La stratégie de Rio Tinto est de se concentrer sur des actifs «de grande taille, de longue durée de vie et propices à l'expansion», ce qui est loin d'être évident dans le cas du diamant.

Comme BHP, Rio Tinto se questionne sur sa présence dans une industrie où elle est incapable de prendre une position de force malgré la hausse des prix et de la profitabilité, explique Edward Sterck, analyste chez BMO Marchés des capitaux, dans une note aux investisseurs.

De Beers reste l'acteur dominant dans le marché très fermé des diamants. «Il faut vraiment avoir une grande présence dans la commercialisation, parce qu'il s'agit d'un marché tellement opaque en termes de prix», a affirmé récemment à l'agence Bloomberg un analyste australien de CLSA Asia-Pacific Markets.
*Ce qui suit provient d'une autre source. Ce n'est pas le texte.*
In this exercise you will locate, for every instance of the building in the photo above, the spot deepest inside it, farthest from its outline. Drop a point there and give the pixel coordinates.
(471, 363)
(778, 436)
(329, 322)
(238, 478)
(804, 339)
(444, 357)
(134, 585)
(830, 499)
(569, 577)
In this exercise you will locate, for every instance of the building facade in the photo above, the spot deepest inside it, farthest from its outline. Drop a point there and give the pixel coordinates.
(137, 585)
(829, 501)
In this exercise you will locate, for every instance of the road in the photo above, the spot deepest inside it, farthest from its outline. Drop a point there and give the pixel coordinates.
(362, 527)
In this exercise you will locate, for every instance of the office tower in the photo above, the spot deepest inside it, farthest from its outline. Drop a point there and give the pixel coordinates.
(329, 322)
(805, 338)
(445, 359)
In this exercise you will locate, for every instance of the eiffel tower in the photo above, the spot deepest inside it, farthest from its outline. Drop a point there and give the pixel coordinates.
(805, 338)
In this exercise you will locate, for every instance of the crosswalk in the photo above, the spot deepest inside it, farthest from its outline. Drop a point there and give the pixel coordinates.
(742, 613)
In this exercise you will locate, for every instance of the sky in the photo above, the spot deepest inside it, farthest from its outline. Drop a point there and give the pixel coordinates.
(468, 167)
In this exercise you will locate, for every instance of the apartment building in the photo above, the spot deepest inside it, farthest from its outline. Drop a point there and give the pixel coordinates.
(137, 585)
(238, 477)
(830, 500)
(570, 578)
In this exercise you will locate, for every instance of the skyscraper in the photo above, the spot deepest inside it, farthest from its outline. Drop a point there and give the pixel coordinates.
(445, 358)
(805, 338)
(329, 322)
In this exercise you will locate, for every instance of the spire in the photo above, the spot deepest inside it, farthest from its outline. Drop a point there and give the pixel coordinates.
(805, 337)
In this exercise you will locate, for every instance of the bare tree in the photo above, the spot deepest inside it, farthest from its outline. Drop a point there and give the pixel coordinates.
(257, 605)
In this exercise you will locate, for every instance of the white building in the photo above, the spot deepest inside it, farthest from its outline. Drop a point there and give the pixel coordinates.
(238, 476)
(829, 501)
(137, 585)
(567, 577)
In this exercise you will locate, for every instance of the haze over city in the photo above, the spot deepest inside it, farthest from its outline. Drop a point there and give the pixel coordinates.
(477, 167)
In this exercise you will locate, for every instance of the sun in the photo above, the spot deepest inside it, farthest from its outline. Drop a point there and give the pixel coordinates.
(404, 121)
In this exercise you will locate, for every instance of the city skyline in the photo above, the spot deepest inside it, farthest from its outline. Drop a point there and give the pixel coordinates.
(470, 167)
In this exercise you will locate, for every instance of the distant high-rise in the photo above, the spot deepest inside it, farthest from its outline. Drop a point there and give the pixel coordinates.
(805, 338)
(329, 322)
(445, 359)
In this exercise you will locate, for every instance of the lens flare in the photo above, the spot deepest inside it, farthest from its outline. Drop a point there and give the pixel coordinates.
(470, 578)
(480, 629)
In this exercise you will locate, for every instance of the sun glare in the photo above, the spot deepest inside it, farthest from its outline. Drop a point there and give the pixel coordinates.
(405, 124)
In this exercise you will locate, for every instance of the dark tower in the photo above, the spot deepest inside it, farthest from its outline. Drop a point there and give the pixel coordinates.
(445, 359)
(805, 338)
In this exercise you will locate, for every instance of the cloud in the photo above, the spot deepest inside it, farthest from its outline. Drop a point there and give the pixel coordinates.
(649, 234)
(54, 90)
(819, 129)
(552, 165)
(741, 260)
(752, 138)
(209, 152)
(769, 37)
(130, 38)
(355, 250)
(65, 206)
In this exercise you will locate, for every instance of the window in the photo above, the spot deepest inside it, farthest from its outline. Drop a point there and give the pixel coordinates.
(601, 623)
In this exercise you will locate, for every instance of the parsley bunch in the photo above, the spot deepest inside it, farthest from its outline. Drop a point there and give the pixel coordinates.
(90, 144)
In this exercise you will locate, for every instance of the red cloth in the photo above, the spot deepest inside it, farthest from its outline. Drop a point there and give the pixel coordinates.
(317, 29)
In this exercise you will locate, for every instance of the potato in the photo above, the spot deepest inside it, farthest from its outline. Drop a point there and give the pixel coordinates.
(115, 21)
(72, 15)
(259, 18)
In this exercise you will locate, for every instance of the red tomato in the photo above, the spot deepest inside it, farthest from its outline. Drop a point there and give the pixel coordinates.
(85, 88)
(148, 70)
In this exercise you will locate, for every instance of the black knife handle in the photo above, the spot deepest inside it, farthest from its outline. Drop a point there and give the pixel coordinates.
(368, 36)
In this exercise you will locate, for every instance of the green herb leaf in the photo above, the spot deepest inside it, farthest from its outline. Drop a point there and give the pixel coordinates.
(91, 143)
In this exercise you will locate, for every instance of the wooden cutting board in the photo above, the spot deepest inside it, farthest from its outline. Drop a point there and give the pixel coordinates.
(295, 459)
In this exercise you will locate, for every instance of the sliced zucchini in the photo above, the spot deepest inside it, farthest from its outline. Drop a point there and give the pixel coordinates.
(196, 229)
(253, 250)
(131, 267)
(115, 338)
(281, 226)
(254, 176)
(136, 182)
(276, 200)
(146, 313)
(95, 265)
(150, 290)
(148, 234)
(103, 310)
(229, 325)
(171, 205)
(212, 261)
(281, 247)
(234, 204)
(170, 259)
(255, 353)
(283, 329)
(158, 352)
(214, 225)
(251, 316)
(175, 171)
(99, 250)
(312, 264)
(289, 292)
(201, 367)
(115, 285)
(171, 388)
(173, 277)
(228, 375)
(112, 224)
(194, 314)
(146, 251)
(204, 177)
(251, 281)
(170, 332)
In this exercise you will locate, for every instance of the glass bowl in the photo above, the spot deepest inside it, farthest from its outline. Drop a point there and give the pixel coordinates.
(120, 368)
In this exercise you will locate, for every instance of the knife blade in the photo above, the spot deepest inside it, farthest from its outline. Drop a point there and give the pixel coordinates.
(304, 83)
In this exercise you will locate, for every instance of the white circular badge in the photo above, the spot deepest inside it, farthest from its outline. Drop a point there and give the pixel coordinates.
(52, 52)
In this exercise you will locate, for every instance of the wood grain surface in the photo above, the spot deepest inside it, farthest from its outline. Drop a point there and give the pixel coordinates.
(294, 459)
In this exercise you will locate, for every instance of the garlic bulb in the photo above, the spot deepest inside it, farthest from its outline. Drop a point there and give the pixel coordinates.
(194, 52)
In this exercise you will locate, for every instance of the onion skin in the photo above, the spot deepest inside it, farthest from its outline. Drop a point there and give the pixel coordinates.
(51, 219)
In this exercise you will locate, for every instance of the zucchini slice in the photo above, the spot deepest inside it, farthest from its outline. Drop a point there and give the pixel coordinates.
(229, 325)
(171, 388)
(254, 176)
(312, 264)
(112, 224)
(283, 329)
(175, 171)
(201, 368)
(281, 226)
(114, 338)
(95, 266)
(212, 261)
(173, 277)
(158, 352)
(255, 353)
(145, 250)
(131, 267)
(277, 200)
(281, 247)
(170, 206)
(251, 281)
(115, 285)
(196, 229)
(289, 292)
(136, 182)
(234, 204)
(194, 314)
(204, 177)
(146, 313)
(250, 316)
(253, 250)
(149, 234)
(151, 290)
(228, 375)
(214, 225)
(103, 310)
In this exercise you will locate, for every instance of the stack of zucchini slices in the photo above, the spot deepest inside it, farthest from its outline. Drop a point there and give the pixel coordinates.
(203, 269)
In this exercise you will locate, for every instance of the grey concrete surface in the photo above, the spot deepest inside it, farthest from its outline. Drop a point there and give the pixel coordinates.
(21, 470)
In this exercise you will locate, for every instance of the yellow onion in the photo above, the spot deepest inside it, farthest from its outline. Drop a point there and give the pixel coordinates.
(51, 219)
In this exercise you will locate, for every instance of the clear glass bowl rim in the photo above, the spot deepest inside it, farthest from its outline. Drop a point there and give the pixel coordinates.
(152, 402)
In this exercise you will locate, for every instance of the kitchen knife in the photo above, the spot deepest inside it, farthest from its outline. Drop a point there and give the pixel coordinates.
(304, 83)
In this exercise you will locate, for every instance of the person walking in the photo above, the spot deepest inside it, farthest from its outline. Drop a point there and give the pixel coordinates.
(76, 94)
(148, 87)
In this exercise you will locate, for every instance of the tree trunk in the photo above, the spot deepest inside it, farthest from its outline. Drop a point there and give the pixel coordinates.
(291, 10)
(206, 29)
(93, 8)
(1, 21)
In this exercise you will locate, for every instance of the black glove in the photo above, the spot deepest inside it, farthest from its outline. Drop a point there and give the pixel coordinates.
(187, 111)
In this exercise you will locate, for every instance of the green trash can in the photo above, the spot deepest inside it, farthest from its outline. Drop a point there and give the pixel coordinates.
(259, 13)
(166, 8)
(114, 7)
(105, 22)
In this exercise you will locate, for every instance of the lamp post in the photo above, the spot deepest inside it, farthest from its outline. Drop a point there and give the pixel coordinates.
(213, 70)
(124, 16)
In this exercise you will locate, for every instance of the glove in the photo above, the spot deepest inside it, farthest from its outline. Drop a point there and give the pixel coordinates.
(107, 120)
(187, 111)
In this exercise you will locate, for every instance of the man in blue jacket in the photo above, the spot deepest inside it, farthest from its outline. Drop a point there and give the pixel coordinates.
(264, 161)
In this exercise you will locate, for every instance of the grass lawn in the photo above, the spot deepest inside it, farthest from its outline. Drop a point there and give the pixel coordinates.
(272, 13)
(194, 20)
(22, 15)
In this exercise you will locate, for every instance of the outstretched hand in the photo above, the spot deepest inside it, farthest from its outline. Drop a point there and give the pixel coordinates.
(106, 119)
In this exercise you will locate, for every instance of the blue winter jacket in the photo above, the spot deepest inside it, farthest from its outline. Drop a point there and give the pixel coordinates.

Les diamants de Rio Tinto génèrent environ 2% des bénéfices avant impôts de la société. En septembre dernier, Citigroup a observé que les activités de diamants de BHP et Rio Tinto drainaient beaucoup d'argent. Rio Tinto a récemment inscrit une charge exceptionnelle de 344 millions US pour ses activités de diamants en raison d'une explosion des coûts à sa mine Argyle, en Australie. L'unité Diamants de Rio Tinto a enregistré une perte de 76 millions en 2011.

Qui peut acheter Diavik?

Diavik et Ekati sont les deux plus importantes mines de diamants du pays. Rio Tinto possède 60% des intérêts de la mine Diavik, dans les Territoires du Nord-Ouest, contre 40% pour le joaillier Harry Winston Diamond Company. Les réserves actuelles assurent encore de sept à dix ans de production.

D'après Edward Sterck, Harry Winston Diamond n'a pas les ressources nécessaires pour racheter la part de Rio Tinto, qui vaudrait au bas mot 700 millions US. En plus, Harry Winston n'est pas un opérateur. «Un danger pour Harry Winston est que Rio vende sa part à un partenaire plus faible et techniquement moins solide», note Edward Sterck. Le titre de Harry Winston (HW à Toronto) a perdu 4,8% hier, à 14,85$.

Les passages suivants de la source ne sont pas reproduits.